The Spanish Civil War coincided with a broader rise of fascism throughout the industrialized world. The ascent of such leaders spoke to a disillusionment with the modern nation-state. What Durkheim had termed “anomie” - the apathy that resulted from the loss of traditional social networks - morphed into what Arendt called “atomization,” in which socially dislocated individuals gravitated toward violent strains of nationalism.


To rectify this disenchantment, the fascists coopted the Church where possible, and the Church ultimately played ball to whatever extent necessary. This does not necessarily reflect the true preferences of the Church; as a politically pragmatic entity, the Church has resisted autocrats where possible, cooperated where beneficial and submitted where necessary. In Spain, the Church lent credence to Franco’s rule, and enjoyed legal privileges as a result. The Franco regime, in turn, repressed expressions of Catalan identity as a threat to its consolidated power.


Today, the Catholic Church has, in muted fashion, sided with the Spanish government in the Catalan dispute. During the independence referendum, a handful of Catalan Bishops spoke out in favor of independence, only to meet reprisal. The overarching opinion of the Church branded the move undemocratic in that it occurred with unilateral authority by the Catalan parliament. In effect, democracy depends on consolidated sovereignty.


The threat of secession shows the weakness of consolidation; both the Church and the State have good reason to see this as a threat. It may also present an opportunity. The relationship between religion and state has reversed over time; still, it remains in flux. If the state appears weak, the Church may step in to fill that role. These opportunities have proven far more limited in Europe, where the state has remained stable over time, than in Latin America, where states have struggled to maintain their monopolies.


For Barcelona, the reminders of Spanish coercion linger from every corner. Banners denouncing the imprisonment of Catalan leaders hang from every apartment building, in spades. The city moves to the rhythm of protest - on this particular day, truckers on strike drive in circles around Plaça d’Espanya, the Plaza of Spain. They sound their horns with a consistent phrasing.


“Somebody’s always protesting something here,” says Liam, an English-born resident, “I have no idea what it’s about.”

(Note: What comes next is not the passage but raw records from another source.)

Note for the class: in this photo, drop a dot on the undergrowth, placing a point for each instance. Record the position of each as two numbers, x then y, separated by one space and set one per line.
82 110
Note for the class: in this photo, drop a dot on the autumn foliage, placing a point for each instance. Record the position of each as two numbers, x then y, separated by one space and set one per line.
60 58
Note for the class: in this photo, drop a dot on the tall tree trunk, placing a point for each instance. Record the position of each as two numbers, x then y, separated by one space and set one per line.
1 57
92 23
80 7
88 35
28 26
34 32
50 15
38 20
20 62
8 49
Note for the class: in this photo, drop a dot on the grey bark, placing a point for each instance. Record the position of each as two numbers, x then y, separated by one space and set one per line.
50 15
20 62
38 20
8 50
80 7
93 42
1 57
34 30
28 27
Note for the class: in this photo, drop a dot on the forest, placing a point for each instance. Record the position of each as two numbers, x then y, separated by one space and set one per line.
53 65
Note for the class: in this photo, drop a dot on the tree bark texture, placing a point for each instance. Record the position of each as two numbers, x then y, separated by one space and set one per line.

As a coastal city, Barcelona has become more open to transnationalism than the metropolitan areas of Spain proper. Middle Eastern food dominates the late night eateries. Tourists, particularly Americans, fill much of the nightclubs. For a city that prides itself on linguistic separatism, it displays an abundance of diversity.


“Barcelona has changed,” Jordi says. “There are more people here. People from America, people from Britain, people from [the] Middle East.”


In the age of populism, nationalism and globalization backlash, the Catalans may have more sympathy from the outside world than ever before. As dreams of a border-free Europe fragment, unity between two disparate peoples becomes a less popular idea. And in the wake of demographic changes, reasserting self-identity becomes not only a norm, but an expectation.


Of course, the free Catalan movement bears far more similarities to radical liberalism than to national particularism. Catalonia is a famously insubordinate region; having flirted with non-capitalist economics in the past, and has been subject to capitalist exploitation in the decades since. Continued attempts by the State to bring the region under heel speak to the continued desire to expropriate Catalan labor for the benefit of the regime. Catalan tradition, as such, stresses a decentralized approach to free labor. The centralized structure of the Spanish crown mirrors that of the Church; both stand in direct opposition to the culture of Catalonia.


“We will be free,” Jordi concludes. “You cannot control people forever.”